A total of 77 bodies have been found since Monday night’s sudden capsizing in a severe storm. The operation to right the Eastern Star started late Thursday and shifted the focus from finding survivors to retrieving bodies.

Former official accused in theft of copper from sirens

OKLAHOMA CITY

A former town councilman in the heart of Tornado Alley is accused of using work-release prison inmates to steal copper wire from emergency sirens intended to help protect people from tornadoes in his small Oklahoma town, the local sheriff said Thursday.

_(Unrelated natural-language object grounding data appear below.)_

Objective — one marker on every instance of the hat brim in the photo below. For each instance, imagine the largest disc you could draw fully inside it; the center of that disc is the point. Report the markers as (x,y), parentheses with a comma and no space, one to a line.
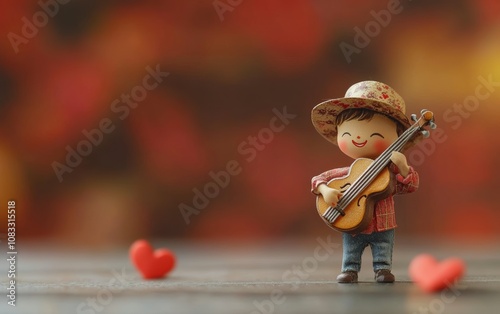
(325,114)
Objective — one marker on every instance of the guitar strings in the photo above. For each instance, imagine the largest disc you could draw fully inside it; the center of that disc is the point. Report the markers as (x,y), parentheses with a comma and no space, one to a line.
(369,174)
(367,177)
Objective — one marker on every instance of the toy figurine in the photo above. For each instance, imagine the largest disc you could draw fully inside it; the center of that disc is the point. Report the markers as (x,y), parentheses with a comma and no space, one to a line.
(368,123)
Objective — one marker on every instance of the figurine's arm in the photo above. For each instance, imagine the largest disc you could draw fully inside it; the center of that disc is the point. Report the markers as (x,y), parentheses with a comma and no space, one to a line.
(319,185)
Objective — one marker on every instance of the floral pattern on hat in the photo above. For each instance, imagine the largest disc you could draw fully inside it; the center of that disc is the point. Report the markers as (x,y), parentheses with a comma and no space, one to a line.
(371,95)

James Smith, a member of the Luther Town Council at the time of the purported thefts, was arrested Wednesday on multiple charges, according to court documents. Oklahoma County Sheriff John Whetsel said the thefts left the small town – a northeast suburb of Oklahoma City, which has been hit by more tornadoes than any other U.S. city – without warning sirens.

Judge lifts Guam’s ban on gay marriage

HAGATNA, Guam

Guam has become the first U.S. territory to recognize gay marriage after a federal judge struck down the prohibition.

U.S. District Court Chief Judge Frances M. Tydingco-Gatewood issued the decision after a hearing this morning local time. It goes into effect at 8 a.m. Monday, when gay couples can begin applying for marriage licenses, the Pacific Daily News reported.

Attorneys representing the government of Guam said in a May 18 court document that “should a court strike current Guam law, they would respect and follow such a decision.”

Loretta M. Pangelinan and Kathleen M. Aguero filed the lawsuit in April after the 28-year-old women were denied a marriage license.